|The following article is part of conference coverage from the 2018 Large Urology Group Practice Association meeting in Chicago, November 1-3. Renal and Urology News’ staff will be reporting on presentations dealing with various practice management and clinical topics aimed at community-based urologists. Check back for the latest news from LUGPA 2018.|
CHICAGO—Immunotherapies for bladder cancer may be making their way into urologic practice, so urologists interested in offering these treatments to patients have some important aspects to consider, Noah M. Hahn, MD, a medical oncologist from Johns Hopkins University School of Medicine in Baltimore, told attendees at the 2018 annual meeting of the Large Urology Group Practice Association.

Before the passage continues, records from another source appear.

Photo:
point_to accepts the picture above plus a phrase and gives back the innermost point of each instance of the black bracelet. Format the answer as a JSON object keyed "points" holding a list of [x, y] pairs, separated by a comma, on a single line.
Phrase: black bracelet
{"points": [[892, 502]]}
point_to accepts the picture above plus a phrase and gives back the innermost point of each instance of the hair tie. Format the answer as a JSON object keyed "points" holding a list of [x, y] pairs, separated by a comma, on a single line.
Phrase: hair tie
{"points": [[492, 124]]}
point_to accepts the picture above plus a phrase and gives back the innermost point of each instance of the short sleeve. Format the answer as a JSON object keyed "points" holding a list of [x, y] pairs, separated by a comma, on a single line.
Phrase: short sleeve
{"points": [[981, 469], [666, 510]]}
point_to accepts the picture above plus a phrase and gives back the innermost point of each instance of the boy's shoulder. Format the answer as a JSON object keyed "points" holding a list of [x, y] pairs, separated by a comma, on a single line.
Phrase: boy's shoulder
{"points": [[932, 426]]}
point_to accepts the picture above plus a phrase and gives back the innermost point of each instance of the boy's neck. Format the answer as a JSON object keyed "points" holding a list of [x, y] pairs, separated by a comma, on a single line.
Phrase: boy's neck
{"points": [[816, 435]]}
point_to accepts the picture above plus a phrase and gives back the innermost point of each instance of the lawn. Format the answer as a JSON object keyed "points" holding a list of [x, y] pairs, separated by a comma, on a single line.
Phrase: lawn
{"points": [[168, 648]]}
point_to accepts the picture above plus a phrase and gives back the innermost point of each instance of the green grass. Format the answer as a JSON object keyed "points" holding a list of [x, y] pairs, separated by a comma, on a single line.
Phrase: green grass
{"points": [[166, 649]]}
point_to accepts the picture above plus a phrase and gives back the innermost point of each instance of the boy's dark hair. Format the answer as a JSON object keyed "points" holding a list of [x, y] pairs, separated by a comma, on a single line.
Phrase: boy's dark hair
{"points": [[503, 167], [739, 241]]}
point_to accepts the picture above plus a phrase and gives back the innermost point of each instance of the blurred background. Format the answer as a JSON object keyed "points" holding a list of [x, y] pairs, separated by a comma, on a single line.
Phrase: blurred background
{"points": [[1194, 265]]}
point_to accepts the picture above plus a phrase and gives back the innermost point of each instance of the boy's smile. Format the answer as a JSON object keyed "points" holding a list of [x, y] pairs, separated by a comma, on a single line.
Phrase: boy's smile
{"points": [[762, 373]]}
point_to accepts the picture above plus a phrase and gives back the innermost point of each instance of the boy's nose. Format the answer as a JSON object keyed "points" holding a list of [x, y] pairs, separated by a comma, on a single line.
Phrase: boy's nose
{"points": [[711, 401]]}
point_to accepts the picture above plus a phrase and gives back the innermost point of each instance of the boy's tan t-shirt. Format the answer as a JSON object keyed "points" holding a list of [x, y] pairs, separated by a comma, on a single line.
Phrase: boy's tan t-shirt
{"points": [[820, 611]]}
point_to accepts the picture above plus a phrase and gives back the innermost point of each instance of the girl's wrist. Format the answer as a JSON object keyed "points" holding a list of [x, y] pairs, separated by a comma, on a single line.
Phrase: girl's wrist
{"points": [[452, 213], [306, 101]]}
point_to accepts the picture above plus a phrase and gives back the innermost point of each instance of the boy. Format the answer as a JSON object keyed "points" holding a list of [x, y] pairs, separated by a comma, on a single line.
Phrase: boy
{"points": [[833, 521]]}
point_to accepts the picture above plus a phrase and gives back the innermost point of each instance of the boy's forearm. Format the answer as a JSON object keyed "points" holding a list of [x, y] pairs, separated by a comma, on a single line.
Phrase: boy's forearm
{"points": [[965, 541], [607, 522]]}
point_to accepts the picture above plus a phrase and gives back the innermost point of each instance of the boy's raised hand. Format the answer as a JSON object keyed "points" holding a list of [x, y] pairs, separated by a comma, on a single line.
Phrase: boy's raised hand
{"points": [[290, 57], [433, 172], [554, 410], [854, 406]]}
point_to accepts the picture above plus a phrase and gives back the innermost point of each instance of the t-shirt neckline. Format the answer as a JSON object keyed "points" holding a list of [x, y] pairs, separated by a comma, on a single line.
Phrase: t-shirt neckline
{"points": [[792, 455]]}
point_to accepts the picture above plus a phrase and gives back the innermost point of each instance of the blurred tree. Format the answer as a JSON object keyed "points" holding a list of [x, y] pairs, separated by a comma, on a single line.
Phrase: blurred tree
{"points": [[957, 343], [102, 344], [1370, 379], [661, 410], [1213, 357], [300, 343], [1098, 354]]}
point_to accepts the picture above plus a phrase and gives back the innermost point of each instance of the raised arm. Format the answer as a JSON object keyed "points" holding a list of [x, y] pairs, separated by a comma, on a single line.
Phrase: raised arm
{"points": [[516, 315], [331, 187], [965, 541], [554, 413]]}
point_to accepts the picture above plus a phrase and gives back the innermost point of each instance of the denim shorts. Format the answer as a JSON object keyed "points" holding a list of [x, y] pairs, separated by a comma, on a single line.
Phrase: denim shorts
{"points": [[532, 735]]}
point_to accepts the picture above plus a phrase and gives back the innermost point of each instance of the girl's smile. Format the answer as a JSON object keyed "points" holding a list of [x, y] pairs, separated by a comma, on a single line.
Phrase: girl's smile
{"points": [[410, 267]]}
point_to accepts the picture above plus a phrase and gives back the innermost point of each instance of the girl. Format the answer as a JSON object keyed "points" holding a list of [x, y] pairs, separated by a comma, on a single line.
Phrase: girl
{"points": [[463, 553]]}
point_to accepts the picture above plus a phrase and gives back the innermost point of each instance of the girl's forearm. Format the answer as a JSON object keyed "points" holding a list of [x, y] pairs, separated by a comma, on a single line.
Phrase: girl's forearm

In a presentation that focused on the urologists’ role in immuno-oncology for bladder cancer, Dr Hahn said one consideration is how a urology group feels about offering systemic therapy. An entire practice has to be committed to it. “It’s one thing to have a champion who wants to do it … but who’s going to take the call on Friday at 4:03 PM when you’re out on vacation and your partner is covering? Those things need to be talked about because it’s important to have that coverage,” Dr Hahn said.
Another consideration is toxicity management infrastructure. “It’s got to be there,” he said. Although immunotherapy is far better tolerated than chemotherapy, adverse events, though rare, still occur. “I think we have to respect the side effects,” Dr Hahn said. “We have to plan for how we’re going to help that rare patient that really is pretty sick.”
Immunotherapies such as pembrolizumab and azetolizumab have demonstrated durable complete response (CR) rates in some patients with muscle-invasive and non-muscle invasive bladder cancer, he said. “I’m not sure we can use the word cure yet … “but we’re clearly seeing patients that are alive longer than we have ever seen before with these therapies in a group of patients.”
In the past 2 years, 5 immunotherapeutics have been approved for use in the advanced bladder cancer, all targeting PD-1 or PDL-1. In general, monotherapy is associated with CR rates of about 15% across the board, he said. These rates go up when immunotherapies are combined.
Dr Hahn reviewed some of the trials showing the potential of immunotherapies for bladder cancer, starting with the KEYNOTE 045 trial. In that trial, patients with advanced bladder cancer patients who previously received chemotherapy were randomly assigned to receive pembrolizumab or standard therapy. About twice as many patients experience tumor shrinkage (about 20% vs 10%), and those responses were durable, Dr Hahn said. In addition, the trial for the first time demonstrated that an immunotherapy offered a survival advantage over chemotherapy, which Dr Hahn called “a breakthrough, watershed moment for us in the advanced disease setting.”
Dr Hahn also discussed preliminary results from the KEYNOTE-057 trial, a single-arm phase 2 study looking at pembrolizumab therapy for patients with BCG-unresponsive non-muscle invasive bladder cancer. The results, which were presented in October at the European Society for Medical Oncology 2018 congress in Munich, Germany, revealed a 36.5% complete response (CR) rate at 3 months. The median duration of CR was 8.1 months. Of the patients with CR at 3 months, an estimated 85.6% had a response duration of 6 months or more.
“For me as an oncologist, it’s been a thrill to see this move into earlier stages of disease,” Dr Hahn said. “I think earlier stage of disease is where we can make our biggest impact because I think that’s where the possibility for cure is highest.”
He also talked briefly about a study of atezolizumab (a PDL-1 inhibitor) vs observation as adjuvant treatment in patients with high-risk muscle-invasive bladder cancer who had undergone radical cystectomy. The study population is full accrued, and results are expected in the next 1 or 2 years. “If this shows a benefit for giving immunotherapy following surgery, this would change our practice,” Dr Hahn said.